The conversion of oxygen to ozone occurs to the extent of 15% only. The mass of ozone that can be prepared from 67.2 L of oxygen at 1 atm and 273 K will be :

To solve the problem of determining the mass of ozone (O₃) that can be prepared from 67.2 L of oxygen (O₂) at 1 atm and 273 K, we can follow these steps: ### Step 1: Calculate the number of moles of oxygen (O₂) Using the ideal gas law, we know that at standard temperature and pressure (STP: 0°C and 1 atm), 1 mole of gas occupies 22.4 L. \[ \text{Number of moles of } O_2 = \frac{\text{Volume of } O_2}{\text{Molar volume at STP}} = \frac{67.2 \text{ L}}{22.4 \text{ L/mol}} = 3 \text{ moles} \] ### Step 2: Write the balanced chemical equation for the conversion of O₂ to O₃ The balanced equation for the conversion of oxygen to ozone is: \[ 3 O_2 \rightarrow 2 O_3 \] ### Step 3: Determine the theoretical yield of ozone (O₃) From the balanced equation, we see that 3 moles of O₂ produce 2 moles of O₃. Therefore, the number of moles of O₃ produced from 3 moles of O₂ is: \[ \text{Moles of } O_3 = \frac{2}{3} \times \text{Moles of } O_2 = \frac{2}{3} \times 3 = 2 \text{ moles} \] ### Step 4: Calculate the actual yield of ozone (O₃) based on the conversion efficiency Since the conversion of O₂ to O₃ occurs to the extent of 15%, we calculate the actual moles of O₃ produced: \[ \text{Actual moles of } O_3 = 2 \text{ moles} \times \frac{15}{100} = 0.3 \text{ moles} \] ### Step 5: Calculate the mass of ozone (O₃) The molar mass of ozone (O₃) is approximately 48 g/mol.
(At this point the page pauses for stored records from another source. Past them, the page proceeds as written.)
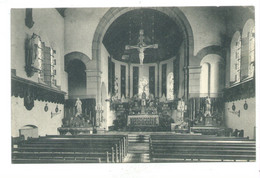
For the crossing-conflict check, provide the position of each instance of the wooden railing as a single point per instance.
(182, 148)
(71, 149)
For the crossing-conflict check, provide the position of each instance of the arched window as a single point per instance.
(251, 67)
(248, 50)
(235, 58)
(205, 79)
(170, 86)
(210, 84)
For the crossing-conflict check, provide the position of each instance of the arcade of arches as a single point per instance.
(156, 69)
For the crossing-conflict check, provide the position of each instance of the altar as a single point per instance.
(143, 120)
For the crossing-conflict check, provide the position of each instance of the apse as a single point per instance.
(158, 28)
(76, 79)
(144, 47)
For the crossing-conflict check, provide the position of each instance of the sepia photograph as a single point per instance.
(154, 84)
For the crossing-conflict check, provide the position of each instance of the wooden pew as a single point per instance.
(194, 148)
(119, 148)
(92, 149)
(123, 137)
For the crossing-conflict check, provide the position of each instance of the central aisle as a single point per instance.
(138, 149)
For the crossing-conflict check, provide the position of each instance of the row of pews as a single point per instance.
(70, 149)
(200, 148)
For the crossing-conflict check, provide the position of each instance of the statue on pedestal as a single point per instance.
(78, 106)
(208, 107)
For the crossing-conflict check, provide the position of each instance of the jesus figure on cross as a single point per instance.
(141, 46)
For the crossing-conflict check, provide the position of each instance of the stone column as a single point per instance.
(214, 78)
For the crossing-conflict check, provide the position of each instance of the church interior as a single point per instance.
(133, 84)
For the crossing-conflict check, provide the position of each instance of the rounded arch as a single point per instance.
(214, 49)
(211, 73)
(77, 81)
(28, 131)
(113, 13)
(233, 55)
(247, 27)
(29, 127)
(75, 55)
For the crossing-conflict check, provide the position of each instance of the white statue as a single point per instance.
(208, 107)
(78, 105)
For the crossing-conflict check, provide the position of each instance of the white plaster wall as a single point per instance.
(104, 80)
(143, 73)
(208, 26)
(169, 69)
(80, 26)
(36, 116)
(118, 75)
(246, 121)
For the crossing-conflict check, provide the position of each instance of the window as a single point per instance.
(235, 58)
(251, 66)
(242, 58)
(43, 60)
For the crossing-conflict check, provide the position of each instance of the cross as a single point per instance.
(141, 46)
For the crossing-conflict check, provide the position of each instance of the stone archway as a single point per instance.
(113, 13)
(75, 55)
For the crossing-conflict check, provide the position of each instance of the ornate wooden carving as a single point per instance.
(242, 91)
(29, 18)
(31, 91)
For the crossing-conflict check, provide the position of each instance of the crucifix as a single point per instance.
(141, 46)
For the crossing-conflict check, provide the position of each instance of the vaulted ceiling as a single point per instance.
(158, 29)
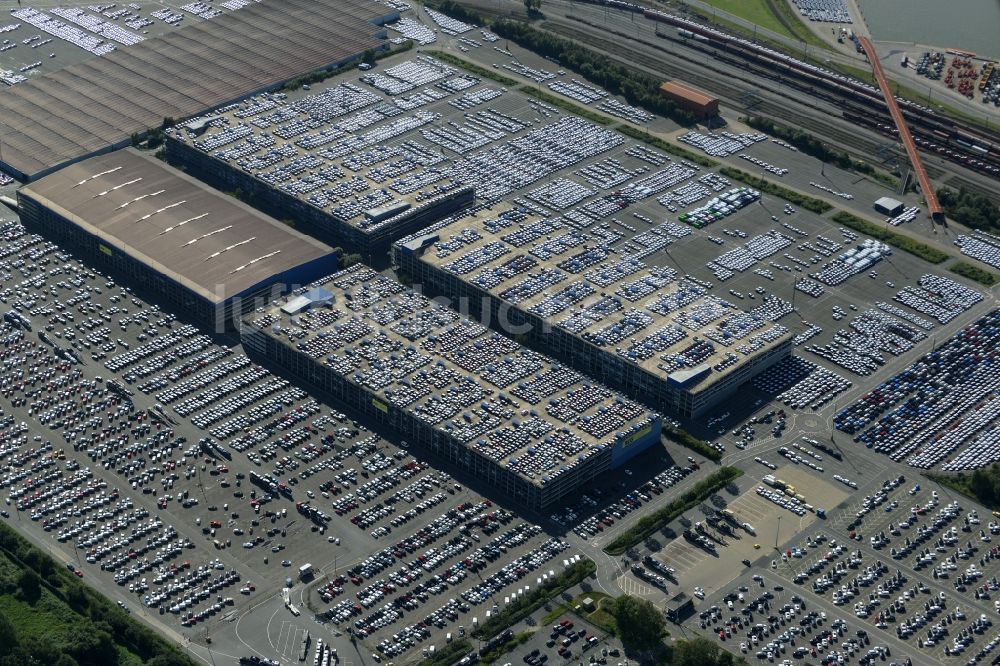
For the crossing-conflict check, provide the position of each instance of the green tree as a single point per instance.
(65, 660)
(30, 585)
(168, 659)
(90, 646)
(699, 652)
(640, 623)
(348, 260)
(8, 637)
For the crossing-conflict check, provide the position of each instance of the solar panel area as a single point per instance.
(97, 105)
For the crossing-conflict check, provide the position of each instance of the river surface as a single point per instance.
(970, 25)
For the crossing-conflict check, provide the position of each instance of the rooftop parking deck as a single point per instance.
(518, 408)
(606, 286)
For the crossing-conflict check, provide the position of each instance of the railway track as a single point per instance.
(847, 137)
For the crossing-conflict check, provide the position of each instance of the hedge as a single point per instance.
(809, 203)
(646, 526)
(904, 243)
(505, 647)
(448, 655)
(689, 441)
(516, 611)
(975, 273)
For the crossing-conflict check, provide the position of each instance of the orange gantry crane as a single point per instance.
(904, 132)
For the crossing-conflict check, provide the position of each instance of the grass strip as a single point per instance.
(566, 105)
(646, 526)
(472, 67)
(983, 277)
(450, 654)
(492, 655)
(904, 243)
(666, 146)
(797, 198)
(531, 601)
(689, 441)
(41, 601)
(599, 617)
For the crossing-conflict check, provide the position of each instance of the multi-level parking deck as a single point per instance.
(358, 163)
(531, 428)
(602, 300)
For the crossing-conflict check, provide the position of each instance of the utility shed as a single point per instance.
(889, 206)
(700, 103)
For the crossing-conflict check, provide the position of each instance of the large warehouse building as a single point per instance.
(346, 163)
(701, 104)
(203, 253)
(97, 105)
(529, 428)
(600, 308)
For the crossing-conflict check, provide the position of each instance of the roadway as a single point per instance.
(904, 131)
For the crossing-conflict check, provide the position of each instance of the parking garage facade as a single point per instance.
(270, 336)
(688, 391)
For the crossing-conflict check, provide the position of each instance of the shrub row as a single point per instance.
(516, 611)
(689, 441)
(78, 621)
(649, 524)
(972, 210)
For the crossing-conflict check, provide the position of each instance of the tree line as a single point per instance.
(90, 631)
(971, 209)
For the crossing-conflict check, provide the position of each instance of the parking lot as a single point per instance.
(909, 567)
(50, 36)
(189, 483)
(192, 485)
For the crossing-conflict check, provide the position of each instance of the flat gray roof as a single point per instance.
(98, 104)
(205, 240)
(529, 414)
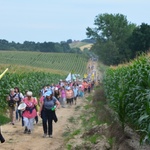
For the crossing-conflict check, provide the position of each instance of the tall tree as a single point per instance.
(140, 39)
(111, 33)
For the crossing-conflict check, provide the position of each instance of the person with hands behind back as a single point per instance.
(47, 113)
(30, 112)
(11, 104)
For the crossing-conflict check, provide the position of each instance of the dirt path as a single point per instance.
(17, 140)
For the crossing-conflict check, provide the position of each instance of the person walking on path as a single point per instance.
(30, 112)
(11, 104)
(19, 96)
(69, 96)
(76, 92)
(47, 113)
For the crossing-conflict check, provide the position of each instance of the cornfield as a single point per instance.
(60, 62)
(32, 70)
(127, 89)
(27, 81)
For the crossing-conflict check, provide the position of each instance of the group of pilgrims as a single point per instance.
(27, 109)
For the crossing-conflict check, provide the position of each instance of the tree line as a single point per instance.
(117, 40)
(62, 47)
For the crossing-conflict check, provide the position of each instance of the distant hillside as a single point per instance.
(80, 44)
(53, 62)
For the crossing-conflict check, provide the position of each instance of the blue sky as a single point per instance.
(60, 20)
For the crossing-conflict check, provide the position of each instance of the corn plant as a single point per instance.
(128, 90)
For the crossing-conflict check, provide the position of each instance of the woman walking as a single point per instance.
(63, 96)
(47, 113)
(30, 112)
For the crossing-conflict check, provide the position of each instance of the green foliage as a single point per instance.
(3, 119)
(127, 89)
(111, 33)
(140, 39)
(33, 81)
(56, 61)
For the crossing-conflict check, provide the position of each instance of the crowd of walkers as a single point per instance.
(26, 108)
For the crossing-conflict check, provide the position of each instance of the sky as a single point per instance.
(60, 20)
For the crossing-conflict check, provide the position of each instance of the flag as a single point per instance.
(3, 73)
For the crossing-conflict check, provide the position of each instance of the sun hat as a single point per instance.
(22, 106)
(29, 93)
(48, 93)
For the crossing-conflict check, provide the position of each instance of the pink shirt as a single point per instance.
(30, 104)
(41, 99)
(63, 93)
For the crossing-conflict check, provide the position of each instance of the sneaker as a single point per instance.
(26, 130)
(44, 136)
(29, 131)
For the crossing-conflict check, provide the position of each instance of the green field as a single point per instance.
(32, 70)
(81, 45)
(61, 63)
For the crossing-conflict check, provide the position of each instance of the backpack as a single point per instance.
(11, 102)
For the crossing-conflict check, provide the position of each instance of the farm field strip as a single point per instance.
(55, 61)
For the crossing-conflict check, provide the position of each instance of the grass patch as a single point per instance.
(76, 132)
(77, 108)
(93, 138)
(89, 98)
(69, 146)
(87, 107)
(72, 120)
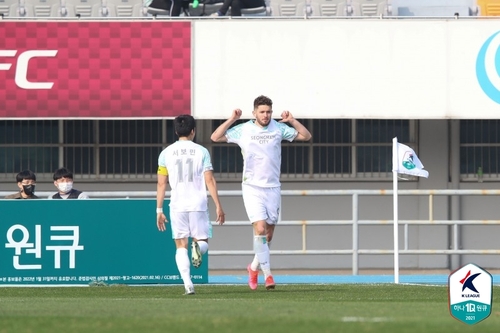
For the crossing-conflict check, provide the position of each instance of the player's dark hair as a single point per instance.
(62, 173)
(184, 124)
(262, 100)
(25, 174)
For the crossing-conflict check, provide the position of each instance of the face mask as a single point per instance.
(29, 189)
(65, 187)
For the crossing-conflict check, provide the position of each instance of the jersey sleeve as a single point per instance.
(287, 132)
(162, 167)
(207, 163)
(233, 134)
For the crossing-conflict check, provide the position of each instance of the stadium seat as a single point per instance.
(431, 8)
(86, 8)
(489, 7)
(210, 8)
(288, 7)
(329, 8)
(11, 8)
(369, 7)
(45, 8)
(125, 8)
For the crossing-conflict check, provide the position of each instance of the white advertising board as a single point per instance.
(370, 68)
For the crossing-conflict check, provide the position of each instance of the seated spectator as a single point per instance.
(237, 5)
(26, 181)
(63, 180)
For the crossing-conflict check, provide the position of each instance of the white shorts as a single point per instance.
(262, 203)
(190, 224)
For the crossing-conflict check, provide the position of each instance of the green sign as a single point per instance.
(470, 291)
(74, 242)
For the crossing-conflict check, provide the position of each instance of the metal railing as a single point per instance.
(355, 251)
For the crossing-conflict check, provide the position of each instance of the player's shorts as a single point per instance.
(262, 203)
(190, 224)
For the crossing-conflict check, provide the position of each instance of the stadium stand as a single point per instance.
(330, 8)
(86, 8)
(489, 7)
(10, 8)
(125, 8)
(288, 7)
(369, 7)
(46, 8)
(440, 8)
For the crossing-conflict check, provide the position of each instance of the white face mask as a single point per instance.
(65, 187)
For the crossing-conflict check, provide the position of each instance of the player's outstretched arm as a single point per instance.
(212, 189)
(304, 134)
(219, 135)
(161, 187)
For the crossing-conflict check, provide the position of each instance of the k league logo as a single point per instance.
(488, 67)
(470, 291)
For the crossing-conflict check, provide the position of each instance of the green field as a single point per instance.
(352, 308)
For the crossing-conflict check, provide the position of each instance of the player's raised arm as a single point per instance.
(219, 135)
(304, 134)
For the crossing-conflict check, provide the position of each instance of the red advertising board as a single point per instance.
(138, 69)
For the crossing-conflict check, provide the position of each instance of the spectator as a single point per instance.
(237, 5)
(63, 181)
(26, 181)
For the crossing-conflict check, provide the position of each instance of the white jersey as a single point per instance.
(185, 163)
(261, 149)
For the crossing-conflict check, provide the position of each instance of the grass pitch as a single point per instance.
(217, 308)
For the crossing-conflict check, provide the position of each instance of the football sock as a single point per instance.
(255, 262)
(183, 264)
(261, 250)
(203, 246)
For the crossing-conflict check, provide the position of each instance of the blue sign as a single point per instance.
(488, 67)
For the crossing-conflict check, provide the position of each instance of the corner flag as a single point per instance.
(404, 160)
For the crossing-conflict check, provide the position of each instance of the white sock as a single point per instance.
(255, 266)
(183, 264)
(261, 250)
(203, 246)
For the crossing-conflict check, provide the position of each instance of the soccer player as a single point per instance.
(188, 168)
(260, 142)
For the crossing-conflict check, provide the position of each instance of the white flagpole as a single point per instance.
(395, 161)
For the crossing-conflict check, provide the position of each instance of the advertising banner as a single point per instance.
(95, 69)
(352, 69)
(80, 242)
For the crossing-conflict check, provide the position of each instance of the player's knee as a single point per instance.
(260, 230)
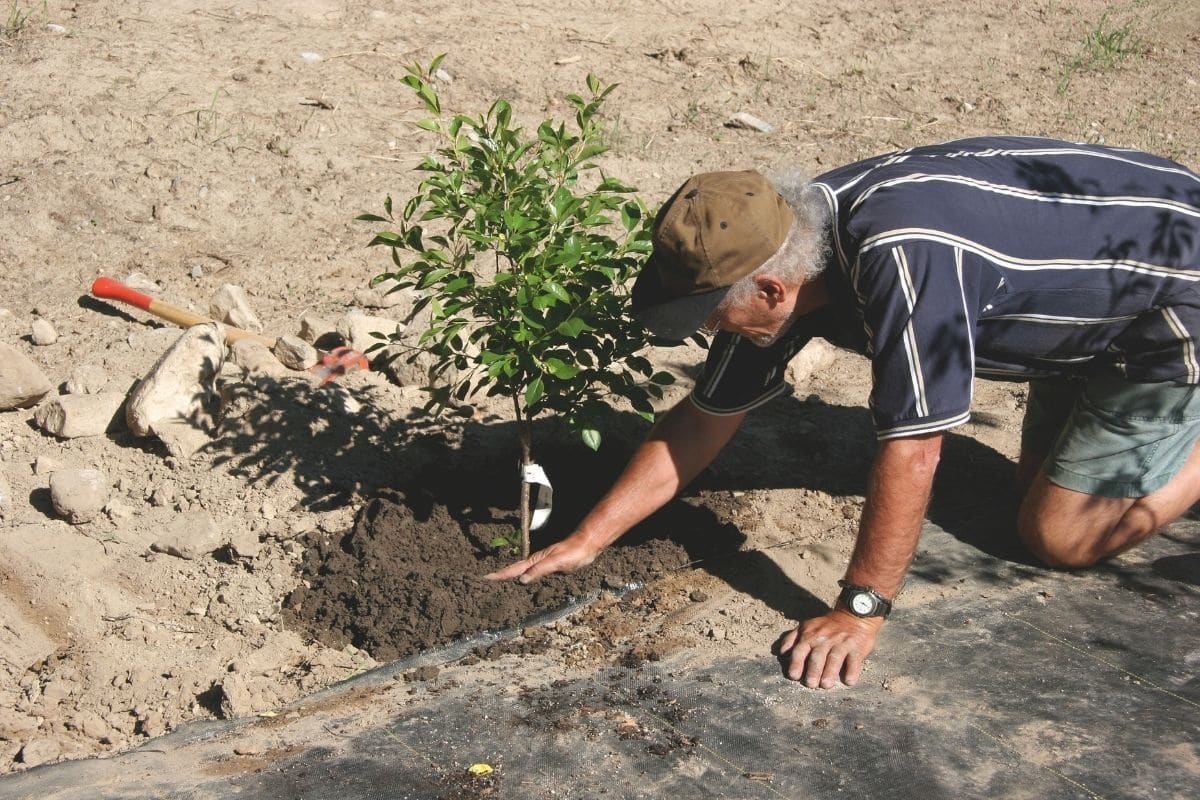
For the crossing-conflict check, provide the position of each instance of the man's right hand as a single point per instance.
(567, 555)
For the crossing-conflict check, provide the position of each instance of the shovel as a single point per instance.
(336, 362)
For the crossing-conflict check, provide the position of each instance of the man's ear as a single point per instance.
(772, 289)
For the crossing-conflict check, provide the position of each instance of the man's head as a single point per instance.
(725, 240)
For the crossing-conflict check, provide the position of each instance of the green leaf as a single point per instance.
(574, 326)
(534, 391)
(387, 238)
(613, 185)
(558, 290)
(561, 370)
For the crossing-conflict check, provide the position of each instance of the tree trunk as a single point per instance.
(526, 435)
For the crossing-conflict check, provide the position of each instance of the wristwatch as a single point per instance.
(863, 601)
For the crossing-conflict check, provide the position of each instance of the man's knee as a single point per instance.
(1057, 547)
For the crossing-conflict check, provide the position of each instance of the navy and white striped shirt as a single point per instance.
(1000, 257)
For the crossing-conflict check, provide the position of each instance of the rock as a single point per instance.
(41, 750)
(118, 511)
(317, 330)
(237, 699)
(815, 356)
(294, 353)
(151, 725)
(71, 416)
(43, 332)
(229, 305)
(361, 331)
(750, 122)
(5, 499)
(46, 465)
(179, 386)
(89, 379)
(78, 494)
(256, 358)
(245, 543)
(90, 725)
(183, 439)
(22, 383)
(190, 535)
(13, 723)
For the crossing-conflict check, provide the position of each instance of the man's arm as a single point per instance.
(825, 648)
(681, 444)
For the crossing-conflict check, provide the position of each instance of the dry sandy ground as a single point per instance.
(197, 144)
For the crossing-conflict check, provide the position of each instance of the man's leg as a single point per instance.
(1125, 463)
(1072, 529)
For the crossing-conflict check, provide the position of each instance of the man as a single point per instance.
(1075, 268)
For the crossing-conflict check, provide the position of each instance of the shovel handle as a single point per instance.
(109, 289)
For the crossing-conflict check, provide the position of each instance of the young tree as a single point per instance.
(522, 247)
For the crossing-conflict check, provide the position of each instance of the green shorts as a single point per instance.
(1109, 437)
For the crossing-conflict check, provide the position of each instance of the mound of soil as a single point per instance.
(408, 576)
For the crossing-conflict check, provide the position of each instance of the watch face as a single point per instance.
(862, 603)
Therefore, the mass of O₃ produced is: \[ \text{Mass of } O_3 = \text{Moles of } O_3 \times \text{Molar mass of } O_3 = 0.3 \text{ moles} \times 48 \text{ g/mol} = 14.4 \text{ g} \] ### Final Answer The mass of ozone that can be prepared from 67.2 L of oxygen at 1 atm and 273 K is **14.4 g**. ---